Baltimore took care of both items in the first inning.
Joe Orsulak opened the game with a double that bounded past left fielder Jim Eppard, who was starting in place of Thad Bosley, sidelined with a sore elbow. Orsulak moved to third base when the next batter, Brady Anderson, beat out a tapper back to Fraser.
A sacrifice fly by Cal Ripken scored Orsulak with the first run. One out later, Anderson stole second and scored on Larry Sheets’ hit off third baseman Mark McLemore’s glove.
Then came the inevitable. The first pitch Fraser threw to Traber wound up in the right-field seats. Traber’s two-run home run extended Baltimore’s lead to 4-0--and extended Fraser’s major league lead in home runs allowed to 32.
With a month left on the schedule, Don Sutton’s Angel record of 38 home runs allowed in a single season is in jeopardy.
Fraser surrendered another single to Terry Kennedy before wriggling out of the first inning. He would eventually pitch 6 innings, allowing six more hits but no more runs.

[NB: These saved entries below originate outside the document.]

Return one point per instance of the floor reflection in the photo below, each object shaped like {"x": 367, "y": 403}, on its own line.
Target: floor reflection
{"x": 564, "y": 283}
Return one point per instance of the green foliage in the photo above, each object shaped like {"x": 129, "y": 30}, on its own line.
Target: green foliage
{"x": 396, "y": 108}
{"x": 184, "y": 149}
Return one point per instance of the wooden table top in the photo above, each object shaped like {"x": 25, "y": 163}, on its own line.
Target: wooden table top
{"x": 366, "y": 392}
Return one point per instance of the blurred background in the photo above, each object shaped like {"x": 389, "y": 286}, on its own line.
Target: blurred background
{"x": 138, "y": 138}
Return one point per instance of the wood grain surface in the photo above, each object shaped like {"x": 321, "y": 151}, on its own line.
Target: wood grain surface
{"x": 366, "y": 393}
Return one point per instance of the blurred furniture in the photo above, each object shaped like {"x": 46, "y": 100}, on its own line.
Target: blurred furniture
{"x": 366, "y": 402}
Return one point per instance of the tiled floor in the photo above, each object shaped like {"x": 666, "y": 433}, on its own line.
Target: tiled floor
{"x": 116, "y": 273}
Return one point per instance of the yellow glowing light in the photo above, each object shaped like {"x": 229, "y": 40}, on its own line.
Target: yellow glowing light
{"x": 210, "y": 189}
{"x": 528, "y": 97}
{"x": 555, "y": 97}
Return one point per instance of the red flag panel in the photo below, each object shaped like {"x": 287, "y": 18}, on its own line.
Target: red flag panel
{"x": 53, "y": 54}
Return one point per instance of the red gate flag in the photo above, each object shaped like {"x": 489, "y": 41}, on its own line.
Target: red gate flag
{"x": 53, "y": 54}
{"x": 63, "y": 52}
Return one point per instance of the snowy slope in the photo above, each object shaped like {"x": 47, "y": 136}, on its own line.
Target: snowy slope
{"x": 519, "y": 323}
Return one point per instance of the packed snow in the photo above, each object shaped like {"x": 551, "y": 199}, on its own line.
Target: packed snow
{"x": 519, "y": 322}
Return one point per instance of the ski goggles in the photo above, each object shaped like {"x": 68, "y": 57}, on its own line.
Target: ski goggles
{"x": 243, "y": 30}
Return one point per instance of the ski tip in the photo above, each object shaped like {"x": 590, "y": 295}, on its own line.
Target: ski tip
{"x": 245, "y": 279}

“That was the key,” Fraser said. “I was able to keep the score 4-0 and gave the team a chance to tie it. If I gave up a few more runs, there was a chance we would’ve been out of it.”
The Angels rallied for five runs in the seventh, an inning launched by Johnny Ray’s leadoff home run. Joyner and Davis followed with singles, Armas loaded the bases with a fielder’s choice, and Eppard brought the Angels within 4-3 with a two-run single.
Mark Thurmond, Baltimore’s second of three relief pitchers, came on and immediately hit pinch-hitter Jack Howell with a pitch. That set the stage for Schofield’s two-run single and a 5-4 Angel advantage.
The lead wouldn’t last. Sherman Corbett served up an eighth-inning double to Ripken, and Harvey served up a run-scoring single to Sheets.
So, Armas and the Angels were forced to come back again in the bottom of the eighth. But at this, the Angels have experience. Playing catchup is often the Angel way whenever Willie Fraser starts a game.
Angel Notes
Bob Boone and Brian Downing were both free agents during the winter of 1986-87, but neither got too worked up over arbitrator George Nicolau’s ruling Wednesday that major league owners were guilty of collusion against the free agents from that off-season. Chalk it up to age. Boone is 40, Downing is closing in on 38, and neither is eager to take another possible test of the market, a la Kirk Gibson. “As far as movement (to another team) goes, it won’t have any effect on me,” Downing said. “If I was Tim Raines or something, it might be different. If I was younger, I might have some value as a free agent. I want to play one more year and I want to do it here.” Boone, who wants to play longer than that, also said he has no desire to leave the Angels. “This decision doesn’t impact me,” Boone said. “I got what I wanted (in 1987)--and that’s getting to stay with the Angels so I can end my career here. And it looks like that’s going to be realized.”
Boone, however, missed the first month of the 1987 season by failing to re-up with the Angels before the January free-agent deadline. For that, he expects to be compensated monetarily when Nicolau determines the awards for the 1986-87 free agents. “For me, personally, I’d settle for $30 million or 40 million,” Boone cracked. “Actually, how can you put a number on something like that? I don’t what the compensation might be, but I know that the way to stop (collusion) is to award punitive damages all the way around.”
Angel owner Gene Autry was a pregame visitor in Manager Cookie Rojas’ office. Upon exiting, Autry was stopped by a few reporters, who asked him about the recent rumors suggesting that Rojas would be replaced as manager after this season. “I think that’s a lot of . . . ,” Autry said angrily. “(General Managwr) Mike Port said when we first brought (Rojas) in that we’d make our minds up about next year after this season. That hasn’t changed.” NBC sportscaster Fred Roggin first aired the report that Rojas wouldn’t be retained for the 1989 season Sunday night, citing unnamed sources. Said Autry: “For a guy who’s supposed to be top newscaster to put something on the air like that without (quoting) people, I think that’s . . . I don’t understand it.”